The seminar was quite critical of the public-private-partnership model of development proposed by the Planning Commission as part of XI Plan. It proposed an alternate model for public-private-partnership that would promote the use of private assets for public purposes rather than private appropriation of public assets. The central government should be prevailed upon to enact a central legislation empowering the states to regulate private unaided institutions in higher and technical education and to define minority rights in education in accordance with the constitutional principles of equality and secularism so as to effectively intervene against the misuse of minority rights by dominant minorities within religious and linguistic minority communities.

The government should prevail upon the central government for the establishment of centrally funded research level institutions, which could have a catalytic effect on improving the quality of education in the state. The government should insist that the Right to Education bill be passed in the next session of the parliament, after broadening its scope to include also children between the ages of zero to six and fourteen to eighteen and to make it obligatory on the central government to bear the entire additional expenses involved on this account.

The government has to take positive steps to protect and strengthen the democratic rights of all participants in education, including students, teachers and parents, managements and society at large and ensure at the same time that they also contribute their share towards the building up of the social enterprise of education on a collaborative rather than competitive platform.

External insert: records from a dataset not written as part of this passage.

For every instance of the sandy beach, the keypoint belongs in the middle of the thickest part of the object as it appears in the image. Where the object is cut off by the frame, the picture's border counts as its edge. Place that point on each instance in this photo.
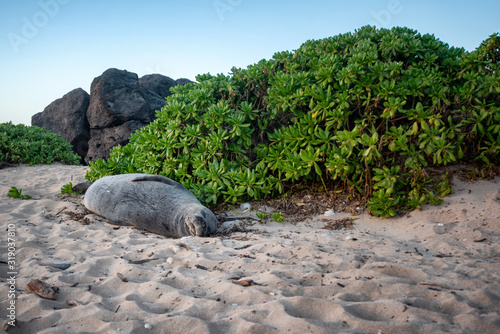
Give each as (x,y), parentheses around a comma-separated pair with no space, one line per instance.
(432,271)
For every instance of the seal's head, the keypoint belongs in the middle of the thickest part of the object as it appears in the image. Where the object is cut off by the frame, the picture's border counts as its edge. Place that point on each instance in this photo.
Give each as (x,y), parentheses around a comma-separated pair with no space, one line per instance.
(201,223)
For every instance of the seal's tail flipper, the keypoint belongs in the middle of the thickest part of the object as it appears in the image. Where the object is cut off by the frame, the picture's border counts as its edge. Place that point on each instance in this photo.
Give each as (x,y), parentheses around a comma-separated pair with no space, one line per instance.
(158,178)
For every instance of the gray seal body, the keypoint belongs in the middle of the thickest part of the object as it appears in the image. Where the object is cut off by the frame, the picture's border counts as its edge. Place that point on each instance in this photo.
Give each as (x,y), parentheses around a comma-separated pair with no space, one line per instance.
(151,202)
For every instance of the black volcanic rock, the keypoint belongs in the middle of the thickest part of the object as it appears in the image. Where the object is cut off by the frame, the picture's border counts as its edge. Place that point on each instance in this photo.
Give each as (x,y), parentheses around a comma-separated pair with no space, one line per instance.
(119,104)
(67,117)
(103,139)
(117,98)
(158,83)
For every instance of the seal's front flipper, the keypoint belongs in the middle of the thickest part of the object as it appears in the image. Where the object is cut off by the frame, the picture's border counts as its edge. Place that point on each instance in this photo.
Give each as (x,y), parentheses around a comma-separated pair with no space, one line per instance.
(157,178)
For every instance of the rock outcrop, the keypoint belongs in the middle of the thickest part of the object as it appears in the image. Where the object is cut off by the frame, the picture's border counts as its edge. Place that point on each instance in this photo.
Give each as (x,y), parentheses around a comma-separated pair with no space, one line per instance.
(119,103)
(67,117)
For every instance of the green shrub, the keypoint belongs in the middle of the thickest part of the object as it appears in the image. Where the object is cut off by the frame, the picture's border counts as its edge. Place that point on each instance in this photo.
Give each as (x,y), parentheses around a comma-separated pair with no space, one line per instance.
(33,145)
(367,112)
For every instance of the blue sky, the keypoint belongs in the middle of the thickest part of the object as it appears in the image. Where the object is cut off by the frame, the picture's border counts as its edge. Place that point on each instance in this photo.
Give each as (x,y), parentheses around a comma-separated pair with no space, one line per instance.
(50,47)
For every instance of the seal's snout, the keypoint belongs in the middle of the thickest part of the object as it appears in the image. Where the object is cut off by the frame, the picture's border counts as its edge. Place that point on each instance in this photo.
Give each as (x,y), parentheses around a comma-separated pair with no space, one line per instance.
(201,228)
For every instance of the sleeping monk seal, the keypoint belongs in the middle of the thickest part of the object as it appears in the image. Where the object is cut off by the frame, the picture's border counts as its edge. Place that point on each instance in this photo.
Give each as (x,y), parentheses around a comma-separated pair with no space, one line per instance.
(151,202)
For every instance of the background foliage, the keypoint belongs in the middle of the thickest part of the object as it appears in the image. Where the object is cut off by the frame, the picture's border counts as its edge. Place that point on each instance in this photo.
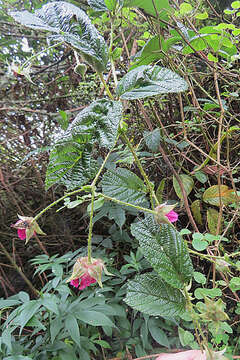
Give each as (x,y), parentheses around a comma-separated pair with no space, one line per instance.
(188,144)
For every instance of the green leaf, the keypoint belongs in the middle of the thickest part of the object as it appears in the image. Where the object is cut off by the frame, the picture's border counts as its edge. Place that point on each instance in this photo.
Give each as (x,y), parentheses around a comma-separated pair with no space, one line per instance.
(28,311)
(146,80)
(201,16)
(187,182)
(160,190)
(71,25)
(103,344)
(201,293)
(151,295)
(117,213)
(153,139)
(71,160)
(94,318)
(97,5)
(148,6)
(201,176)
(199,277)
(185,337)
(158,334)
(199,244)
(71,326)
(50,302)
(235,284)
(166,251)
(235,4)
(213,194)
(124,185)
(55,326)
(185,8)
(151,51)
(212,220)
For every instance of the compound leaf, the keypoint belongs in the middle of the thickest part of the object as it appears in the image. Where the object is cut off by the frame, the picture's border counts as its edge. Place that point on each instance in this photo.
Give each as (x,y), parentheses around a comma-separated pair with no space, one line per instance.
(124,185)
(213,194)
(147,80)
(157,9)
(71,160)
(71,25)
(188,185)
(165,250)
(151,295)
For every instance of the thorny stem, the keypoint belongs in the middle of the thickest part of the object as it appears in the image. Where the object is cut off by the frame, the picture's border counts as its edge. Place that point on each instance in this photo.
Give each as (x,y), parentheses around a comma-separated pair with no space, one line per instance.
(105,86)
(198,329)
(128,204)
(19,270)
(110,52)
(39,53)
(93,188)
(144,175)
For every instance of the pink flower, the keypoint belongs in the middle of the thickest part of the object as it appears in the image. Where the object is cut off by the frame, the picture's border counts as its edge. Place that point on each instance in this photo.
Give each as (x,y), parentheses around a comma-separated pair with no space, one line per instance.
(21,234)
(172,216)
(184,355)
(83,281)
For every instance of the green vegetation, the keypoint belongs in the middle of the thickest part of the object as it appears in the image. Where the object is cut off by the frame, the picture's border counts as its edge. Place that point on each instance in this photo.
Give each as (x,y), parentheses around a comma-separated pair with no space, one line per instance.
(119,136)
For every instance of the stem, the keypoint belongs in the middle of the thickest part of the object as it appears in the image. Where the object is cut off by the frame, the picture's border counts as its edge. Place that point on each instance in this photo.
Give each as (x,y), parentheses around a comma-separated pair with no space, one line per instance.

The government should also initiate steps to revise the regulatory framework relating to the governance of educational institutions, in such a way as would combine autonomy with accountability in order to enable them to fulfill their educational objectives and social obligations. The long term project of establishing a transformative education system which could usher in a truly inclusive society, which is inclusive of all classes and creeds and gender and ensure sustainable development should also be initiated by the present government, by taking the first steps towards introducing the neighborhood school system and establishment of collaborative learning clusters at the collegiate level.

The seminar calls upon all participants to carry this positive message of the South to the North, to the West and to the East and to all corners of the global village, with a view to transforming its existing relationship of hegemony and exclusion into a new wholesome relationship of harmony and inclusion.